Tuesday, April 16, 2013

The Classics: Navy Beans & Ham


Just like gramma used to make! Simple and filling this has fed our family for generations. My grandmother was never too far from a big ol' pot of beans. Navy beans, Great Nortern, lima, and butter beans, all got simmered on the stove all afternoon with some sort hog bones. Ham bones, neck bones, pig's feet, you were never quite sure what it was going to be, but you knew it would be good.
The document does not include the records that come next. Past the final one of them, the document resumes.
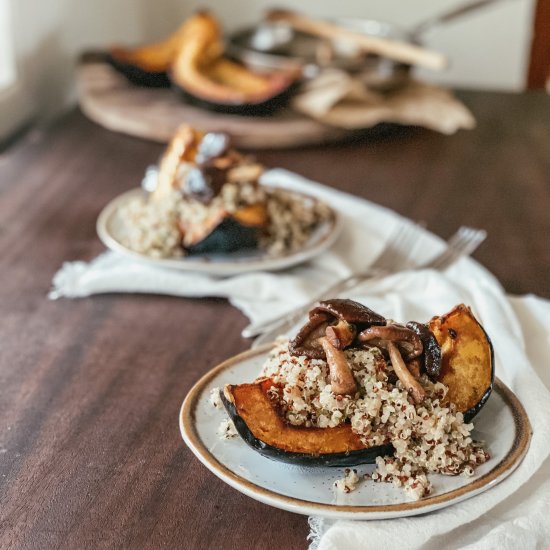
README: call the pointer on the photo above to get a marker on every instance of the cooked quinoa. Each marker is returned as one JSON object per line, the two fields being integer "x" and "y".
{"x": 429, "y": 437}
{"x": 151, "y": 225}
{"x": 349, "y": 482}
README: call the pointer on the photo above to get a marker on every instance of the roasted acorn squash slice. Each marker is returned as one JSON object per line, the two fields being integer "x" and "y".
{"x": 467, "y": 362}
{"x": 263, "y": 428}
{"x": 467, "y": 369}
{"x": 205, "y": 77}
{"x": 147, "y": 65}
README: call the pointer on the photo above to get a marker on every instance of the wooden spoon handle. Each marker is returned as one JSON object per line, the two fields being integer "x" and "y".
{"x": 392, "y": 49}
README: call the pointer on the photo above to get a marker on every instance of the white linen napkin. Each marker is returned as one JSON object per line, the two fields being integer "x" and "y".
{"x": 513, "y": 514}
{"x": 259, "y": 295}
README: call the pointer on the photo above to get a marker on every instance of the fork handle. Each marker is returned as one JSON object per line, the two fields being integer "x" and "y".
{"x": 253, "y": 329}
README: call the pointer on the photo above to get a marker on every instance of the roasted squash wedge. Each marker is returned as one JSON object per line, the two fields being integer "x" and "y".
{"x": 467, "y": 370}
{"x": 205, "y": 77}
{"x": 467, "y": 363}
{"x": 223, "y": 231}
{"x": 147, "y": 65}
{"x": 262, "y": 427}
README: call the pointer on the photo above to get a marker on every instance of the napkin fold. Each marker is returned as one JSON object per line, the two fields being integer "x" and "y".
{"x": 365, "y": 229}
{"x": 512, "y": 513}
{"x": 339, "y": 99}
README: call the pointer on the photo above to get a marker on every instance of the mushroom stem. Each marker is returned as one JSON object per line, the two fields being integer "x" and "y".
{"x": 403, "y": 373}
{"x": 340, "y": 335}
{"x": 341, "y": 377}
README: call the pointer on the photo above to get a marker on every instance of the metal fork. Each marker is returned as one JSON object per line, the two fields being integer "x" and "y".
{"x": 392, "y": 259}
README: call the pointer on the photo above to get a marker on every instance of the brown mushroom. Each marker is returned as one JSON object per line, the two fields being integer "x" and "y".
{"x": 348, "y": 310}
{"x": 340, "y": 335}
{"x": 414, "y": 367}
{"x": 332, "y": 312}
{"x": 340, "y": 374}
{"x": 407, "y": 379}
{"x": 408, "y": 341}
{"x": 432, "y": 350}
{"x": 306, "y": 342}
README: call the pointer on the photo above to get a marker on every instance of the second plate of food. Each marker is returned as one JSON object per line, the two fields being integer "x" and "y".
{"x": 115, "y": 229}
{"x": 204, "y": 209}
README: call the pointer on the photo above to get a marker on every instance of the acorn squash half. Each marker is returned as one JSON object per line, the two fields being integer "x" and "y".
{"x": 206, "y": 78}
{"x": 147, "y": 65}
{"x": 467, "y": 369}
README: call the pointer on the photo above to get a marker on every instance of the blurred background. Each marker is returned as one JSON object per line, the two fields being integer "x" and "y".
{"x": 490, "y": 49}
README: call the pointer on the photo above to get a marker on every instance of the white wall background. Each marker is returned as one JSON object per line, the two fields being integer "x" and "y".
{"x": 489, "y": 49}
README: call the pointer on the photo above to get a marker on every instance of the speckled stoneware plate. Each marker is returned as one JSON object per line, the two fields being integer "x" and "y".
{"x": 502, "y": 424}
{"x": 111, "y": 229}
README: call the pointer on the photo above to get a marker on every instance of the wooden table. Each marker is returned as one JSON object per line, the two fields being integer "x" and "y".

So here's our entire ingedient list: 1 left over ham bone that I had stashed in the freezer, 1 one pond bag of dried navy beans and 1 onion.
 
Place the ham bone in your dutch oven.
 
 
Pour 2 quarts of water over, don't worry if it doesn't cover it completely. Now turn the burner up on high, put the lid on the pot and let it boil good for an hour or so.
 
After that hour, remove the lid, turn your heat down to medium, flip your ham bone over. Prepare your dry beans. Do what you do, sort 'em, rinse 'em, scrub 'em, disinfect 'em - or do like I do, tear open the bag and pour them in! The whole bag.
 
 
Now chunk up that onion (large dice) and put it in the pot too.
 
Sprinkle the whole thing with some pepper, put the lid back on and let it boil gently until the beans are soft. Don't salt it just yet. Check it every so often and if it looks like you need it you can add some more water. Easy does it because in the end we want it to be thick and creamy.
 
Now while the beans are cooking if you can twist bits of meat off the bone, it's cooked enough for the next step. Remove it from the pot, let it drain and cool so that you can remove the meat from the bone.
 
Toss in all those tasty little bits and dispose of the bone.
 
Now turn the heat down to low, cover and simmer until the beans are soft.
 
When the beans are totally soft, take your spoon and mash the beans. You want to mash about a third of them. This is going to release the starch that will serve as our thickener. You'll know you've mashed enough when the broth gets all cloudy.
 
And now we're going to let it simmer without the lid from here on out. This will let it thicken up nicely and concentrate the flavors, I still have not added any salt up to this point.
 
Let them cook down until it's as thick as you want it. Now you can add salt if it needs it!
 
Dish it up! I've added a big dose of fresh salsa to mine. My step dad always ate his with a coupl hefty slices of Bermuda onion. You add what you like.
 
Serve it up with some thick slices of still warm home made bread slathered in butter and you've got a meal that even your great grandfather would recognize. That's cheesy green chili quick bread, and some day I'll get the recipe for that up here! Enjoy!